Brent crude futures slipped 7 cents, or 0.1%, to $62.42 a barrel, while U.S. West Texas Intermediate (WTI) fell 13 cents, or 0.2%, to $58.75 as of 07:17 GMT.
Monday’s decline followed Iraq’s restoration of production at Lukoil’s West Qurna-2 field, one of the world’s largest, adding to concerns over increasing supply.
Markets Track Ukraine Peace Efforts
Sentiment remained cautious as Ukraine prepared to present a revised peace plan to the U.S. after talks in London between President Volodymyr Zelenskiy and the leaders of France, Germany and the U.K.
“Oil is keeping to a tight trading range until we get a better idea of which way the peace talks will go,” said Tim Waterer, chief market analyst at KCM Trade.

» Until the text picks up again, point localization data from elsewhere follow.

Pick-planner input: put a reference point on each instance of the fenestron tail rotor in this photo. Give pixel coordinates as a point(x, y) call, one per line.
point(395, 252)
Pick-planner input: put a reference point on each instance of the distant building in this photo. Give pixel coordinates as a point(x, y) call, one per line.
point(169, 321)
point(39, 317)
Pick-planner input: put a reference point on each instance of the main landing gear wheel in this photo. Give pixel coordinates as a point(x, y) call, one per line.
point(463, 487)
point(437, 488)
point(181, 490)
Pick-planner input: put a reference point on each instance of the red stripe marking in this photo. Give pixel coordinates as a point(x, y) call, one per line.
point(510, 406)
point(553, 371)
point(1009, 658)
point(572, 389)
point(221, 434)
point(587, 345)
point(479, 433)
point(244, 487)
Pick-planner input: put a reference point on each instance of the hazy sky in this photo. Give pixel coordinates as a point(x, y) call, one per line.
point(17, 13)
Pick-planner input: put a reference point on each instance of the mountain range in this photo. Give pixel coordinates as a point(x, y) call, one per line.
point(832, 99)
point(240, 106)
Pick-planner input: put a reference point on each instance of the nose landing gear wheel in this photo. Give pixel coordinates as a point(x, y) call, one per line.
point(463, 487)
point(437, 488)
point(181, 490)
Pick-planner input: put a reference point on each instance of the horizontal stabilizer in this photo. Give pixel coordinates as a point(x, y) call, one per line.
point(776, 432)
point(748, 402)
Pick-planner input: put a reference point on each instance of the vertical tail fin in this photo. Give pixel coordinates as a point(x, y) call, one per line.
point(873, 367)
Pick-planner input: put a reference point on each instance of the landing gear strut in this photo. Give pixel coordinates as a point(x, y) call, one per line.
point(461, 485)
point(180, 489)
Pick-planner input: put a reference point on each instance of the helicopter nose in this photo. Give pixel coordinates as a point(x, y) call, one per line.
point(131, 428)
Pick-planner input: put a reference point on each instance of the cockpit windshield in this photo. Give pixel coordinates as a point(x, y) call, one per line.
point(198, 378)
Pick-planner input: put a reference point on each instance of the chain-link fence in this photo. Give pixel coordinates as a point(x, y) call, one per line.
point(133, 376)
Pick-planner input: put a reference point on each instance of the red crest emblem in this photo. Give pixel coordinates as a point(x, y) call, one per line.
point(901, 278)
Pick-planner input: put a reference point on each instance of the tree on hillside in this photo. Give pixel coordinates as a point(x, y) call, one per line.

A breakdown in negotiations could push prices higher, he added, while progress toward a settlement — especially one that allows Russian supply to return more freely to global markets — could add downward pressure.
Meanwhile, the Group of Seven and the European Union are reportedly discussing replacing the current price cap on Russian oil with a full maritime services ban, a move aimed at curbing Moscow’s energy revenues.
Supply Outlook Hinges on IEA Report
Analysts also pointed to the upcoming International Energy Agency (IEA) monthly report, due December 11, as a key catalyst.
“The next market driver is likely to be the IEA report, which has previously highlighted expectations for a record oil surplus in 2026,” said Kelvin Wong, senior market analyst at OANDA.
Should the IEA continue to flag surplus risks, Wong noted that WTI could drift toward support at $56.80–$57.50 per barrel.
Fed Rate Cut Expectations Add a Secondary Influence
Markets are also bracing for the Federal Reserve’s decision on Wednesday, with traders pricing in an 87% chance of a 25-basis-point rate cut.
Lower interest rates typically support oil demand by easing borrowing costs, but analysts suggested the near-term impact on crude prices may be limited given overriding geopolitical and supply factors.